- Poro-City
- April 2024
- Decoding Density Competition – Entrant
- Stephanie Coleridge, Catherine He, Anne Lissett
PROPOSAL SUMMARY
Cities are hard places. Hard buildings, hard streets, hard sidewalks, hard plazas. It is not hard to imagine why for so many Canadians, a single-family home in a quiet, lush suburban neighbourhood remains their aspiration for living, even as it becomes further and further out of financial reach for the majority of young people.
As single-family home neighbourhoods densify to meet the demand of a rapidly growing population, we could lose the features many find so appealing about them: the human scale, the neighbourly connections, the connection to nature in the garden, the space for hobbies in the garage or yard, the sense of private space away from the public realm of the street. We could lose environmental advantages like the native soils where rainfall can inflitrate and which help preserve biodiversity, the habitat for animals, birds, and insects, and the cooling effect of plants and trees.
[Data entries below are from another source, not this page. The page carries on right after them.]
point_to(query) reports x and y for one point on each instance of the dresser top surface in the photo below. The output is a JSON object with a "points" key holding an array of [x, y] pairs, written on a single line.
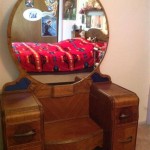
{"points": [[111, 89], [18, 101]]}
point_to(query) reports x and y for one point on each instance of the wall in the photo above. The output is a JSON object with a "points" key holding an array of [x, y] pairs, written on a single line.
{"points": [[127, 57], [126, 60]]}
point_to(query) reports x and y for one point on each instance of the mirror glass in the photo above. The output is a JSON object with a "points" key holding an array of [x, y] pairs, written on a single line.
{"points": [[57, 40]]}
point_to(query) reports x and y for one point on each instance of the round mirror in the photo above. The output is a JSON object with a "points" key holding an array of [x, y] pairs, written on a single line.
{"points": [[55, 41]]}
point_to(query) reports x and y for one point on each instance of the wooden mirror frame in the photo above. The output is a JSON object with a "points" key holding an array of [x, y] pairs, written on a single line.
{"points": [[22, 71]]}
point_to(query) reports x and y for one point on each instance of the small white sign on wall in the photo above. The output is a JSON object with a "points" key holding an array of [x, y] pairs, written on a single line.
{"points": [[32, 14]]}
In Poro-city, we envision a new kind of urbanism, one fully adapted to Vancouver’s rainy marine climate. We envision an urban form that transforms the conventional single family home into a multifamily courtyard building that brings together key elements of each typology, creating a concept that retains a sense of permeability in relation to the street, while integrating verdant permeable rain gardens for infltration and habitat retention.